While most of the world has been putting a lot of effort into explaining why it isn't possible to cut greenhouse gas emissions just yet, the aviation industry has actually been doing it.
Air New Zealand, for instance, has been reducing its carbon emissions for the past five years. It started off aiming to cut its carbon dioxide output by 100,000 tonnes annually. After a couple of years that was increased to 130,000 tonnes annually (equal to a 4.5 per cent reduction in fuel consumed). Now, having achieved that goal ahead of schedule, the airline is thinking about an even higher target.
Those reductions are being achieved on several fronts.
Like most airlines, Air NZ is talking with the likes of Airways NZ and America's Federal Aviation Administration about more fuel-efficient arrival procedures and air route planning, an area with the potential to produce huge savings.
I haven't seen any New Zealand figures, but Germany's Lufthansa complains that European air routes are on average 15 per cent longer than they need to be - by its reckoning wasting 5.4 million litres of fuel a day - because of airspace restrictions. Paris to Munich, for instance, is 680km as the crow flies but 980km on the route Lufthansa is obliged to use.
Air NZ's existing aircraft are also being made more efficient. Winglets have been installed on all the Boeing 767-300s resulting in an average 5.5 per cent fuel saving. And driers are being used to remove moisture trapped in aircraft insulation, cutting the weight of individual planes by around 200kg of water. On the airline's five 767s alone this is expected to save 320,000 litres of fuel a year and reduce carbon emissions by 800 tonnes annually.
Modern aircraft are also far more fuel-efficient than their predecessors. Boeing reckons the 777-300, which Air NZ is due to take delivery of later this year, will be 15 per cent more efficient than comparable aircraft already in service, and the 787, due to arrive in 2013, is said to use 20 per cent less fuel.
The next generation of aircraft should be even better. Rolls-Royce claims the open rotor engine it is developing is "25 to 30 per cent better than today's aircraft." Announcing this, Rolls-Royce's Paul Randall made a comment that's worth thinking about.
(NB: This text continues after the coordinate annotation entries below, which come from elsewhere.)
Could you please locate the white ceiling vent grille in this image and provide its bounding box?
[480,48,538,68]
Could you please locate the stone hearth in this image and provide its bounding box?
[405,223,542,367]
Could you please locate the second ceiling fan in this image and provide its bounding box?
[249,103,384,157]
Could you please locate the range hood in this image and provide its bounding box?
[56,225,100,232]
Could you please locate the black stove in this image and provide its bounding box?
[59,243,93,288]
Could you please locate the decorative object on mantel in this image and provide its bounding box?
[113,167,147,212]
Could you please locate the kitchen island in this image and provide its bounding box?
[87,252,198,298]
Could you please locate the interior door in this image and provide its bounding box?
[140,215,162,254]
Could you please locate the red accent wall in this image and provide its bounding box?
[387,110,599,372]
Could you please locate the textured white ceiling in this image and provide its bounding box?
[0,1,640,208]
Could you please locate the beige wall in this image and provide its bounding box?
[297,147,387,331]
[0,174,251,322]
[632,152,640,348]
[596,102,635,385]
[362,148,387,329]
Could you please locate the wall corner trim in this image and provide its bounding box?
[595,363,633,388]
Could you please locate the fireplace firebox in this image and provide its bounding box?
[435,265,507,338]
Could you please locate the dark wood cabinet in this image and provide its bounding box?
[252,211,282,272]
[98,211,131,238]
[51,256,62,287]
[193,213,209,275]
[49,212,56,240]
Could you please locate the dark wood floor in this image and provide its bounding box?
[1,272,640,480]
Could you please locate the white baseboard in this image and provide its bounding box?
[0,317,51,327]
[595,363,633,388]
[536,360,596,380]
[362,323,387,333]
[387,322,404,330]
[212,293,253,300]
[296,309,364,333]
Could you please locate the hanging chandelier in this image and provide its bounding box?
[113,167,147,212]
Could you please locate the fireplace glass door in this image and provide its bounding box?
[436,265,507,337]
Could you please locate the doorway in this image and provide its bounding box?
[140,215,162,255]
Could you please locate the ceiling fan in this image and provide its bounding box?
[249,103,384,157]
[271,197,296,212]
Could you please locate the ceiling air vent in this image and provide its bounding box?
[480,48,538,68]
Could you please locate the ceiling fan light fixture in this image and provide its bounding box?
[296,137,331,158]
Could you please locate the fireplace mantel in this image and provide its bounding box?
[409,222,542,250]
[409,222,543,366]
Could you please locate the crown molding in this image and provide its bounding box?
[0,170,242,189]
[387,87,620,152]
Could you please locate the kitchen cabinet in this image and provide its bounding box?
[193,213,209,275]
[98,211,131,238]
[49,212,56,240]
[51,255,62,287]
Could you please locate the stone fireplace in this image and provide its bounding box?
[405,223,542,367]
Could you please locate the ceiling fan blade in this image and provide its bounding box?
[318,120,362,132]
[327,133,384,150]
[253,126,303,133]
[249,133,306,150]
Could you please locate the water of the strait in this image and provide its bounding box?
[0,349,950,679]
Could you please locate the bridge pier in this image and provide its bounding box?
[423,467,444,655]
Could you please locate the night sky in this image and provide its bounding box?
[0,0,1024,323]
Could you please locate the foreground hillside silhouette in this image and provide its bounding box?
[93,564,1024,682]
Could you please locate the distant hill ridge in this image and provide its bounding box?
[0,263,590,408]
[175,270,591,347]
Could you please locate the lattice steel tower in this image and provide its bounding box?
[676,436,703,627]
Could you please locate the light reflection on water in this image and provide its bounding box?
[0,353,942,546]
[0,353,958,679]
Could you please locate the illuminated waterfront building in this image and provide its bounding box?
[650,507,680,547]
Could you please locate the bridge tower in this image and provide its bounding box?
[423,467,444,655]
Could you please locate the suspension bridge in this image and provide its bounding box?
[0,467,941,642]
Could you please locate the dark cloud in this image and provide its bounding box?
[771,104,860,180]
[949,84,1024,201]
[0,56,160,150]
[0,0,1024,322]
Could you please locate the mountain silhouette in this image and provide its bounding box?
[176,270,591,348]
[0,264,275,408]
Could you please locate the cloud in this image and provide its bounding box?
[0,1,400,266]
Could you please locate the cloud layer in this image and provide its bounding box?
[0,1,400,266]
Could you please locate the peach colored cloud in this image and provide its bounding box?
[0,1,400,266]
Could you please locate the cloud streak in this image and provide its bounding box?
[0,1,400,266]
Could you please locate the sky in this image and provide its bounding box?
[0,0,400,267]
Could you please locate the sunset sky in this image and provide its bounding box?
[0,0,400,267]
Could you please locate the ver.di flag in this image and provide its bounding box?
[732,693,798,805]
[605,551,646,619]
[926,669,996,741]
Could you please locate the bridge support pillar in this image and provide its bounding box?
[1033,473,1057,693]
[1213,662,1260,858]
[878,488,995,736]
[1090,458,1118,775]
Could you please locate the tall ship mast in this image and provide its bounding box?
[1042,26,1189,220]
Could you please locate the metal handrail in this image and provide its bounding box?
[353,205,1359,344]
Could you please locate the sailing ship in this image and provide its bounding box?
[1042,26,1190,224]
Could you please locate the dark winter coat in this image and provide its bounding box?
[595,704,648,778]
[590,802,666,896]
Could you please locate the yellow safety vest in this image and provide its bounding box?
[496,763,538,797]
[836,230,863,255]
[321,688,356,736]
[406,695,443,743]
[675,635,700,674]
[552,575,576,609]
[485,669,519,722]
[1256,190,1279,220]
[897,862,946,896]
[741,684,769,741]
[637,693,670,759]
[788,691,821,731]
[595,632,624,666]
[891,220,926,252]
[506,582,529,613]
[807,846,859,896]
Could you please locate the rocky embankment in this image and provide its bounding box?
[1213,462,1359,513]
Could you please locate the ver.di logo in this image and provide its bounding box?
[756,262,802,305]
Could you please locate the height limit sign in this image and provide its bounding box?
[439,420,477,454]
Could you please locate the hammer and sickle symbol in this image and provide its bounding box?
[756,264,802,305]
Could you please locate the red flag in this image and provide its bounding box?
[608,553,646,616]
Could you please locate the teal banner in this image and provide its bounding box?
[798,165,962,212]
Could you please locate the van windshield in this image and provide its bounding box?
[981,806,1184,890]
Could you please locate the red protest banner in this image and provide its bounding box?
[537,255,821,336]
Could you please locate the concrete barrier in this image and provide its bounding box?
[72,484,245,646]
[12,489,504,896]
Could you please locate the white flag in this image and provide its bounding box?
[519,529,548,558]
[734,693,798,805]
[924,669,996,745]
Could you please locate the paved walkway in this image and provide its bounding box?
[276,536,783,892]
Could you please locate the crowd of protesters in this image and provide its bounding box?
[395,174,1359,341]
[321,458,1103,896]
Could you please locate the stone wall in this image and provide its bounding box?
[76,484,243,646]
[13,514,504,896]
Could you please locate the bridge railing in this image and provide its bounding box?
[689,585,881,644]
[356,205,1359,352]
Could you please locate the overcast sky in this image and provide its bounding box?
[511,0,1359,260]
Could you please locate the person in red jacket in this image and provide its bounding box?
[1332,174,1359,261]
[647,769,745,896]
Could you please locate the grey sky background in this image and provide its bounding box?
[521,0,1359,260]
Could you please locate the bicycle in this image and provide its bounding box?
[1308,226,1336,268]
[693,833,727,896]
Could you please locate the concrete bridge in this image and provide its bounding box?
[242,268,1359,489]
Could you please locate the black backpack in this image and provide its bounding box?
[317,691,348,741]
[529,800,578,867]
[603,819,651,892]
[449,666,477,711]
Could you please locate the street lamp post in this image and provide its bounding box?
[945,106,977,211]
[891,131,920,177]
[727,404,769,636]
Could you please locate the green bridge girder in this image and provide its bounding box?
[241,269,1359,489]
The aviation industry, he said, spends US$20 million a year on reducing its carbon emissions. "That's not bad for an industry some say is environmentally irresponsible.
"I'm willing to take a bet that no other industry spends as much. I certainly doubt that the manufacturers of cement spend 30 or 40 billion each year lowering their CO2."
Think about that if you start feeling pangs of guilt as you fly out of Auckland en route to Nadi, Sydney, Beijing, San Francisco or London.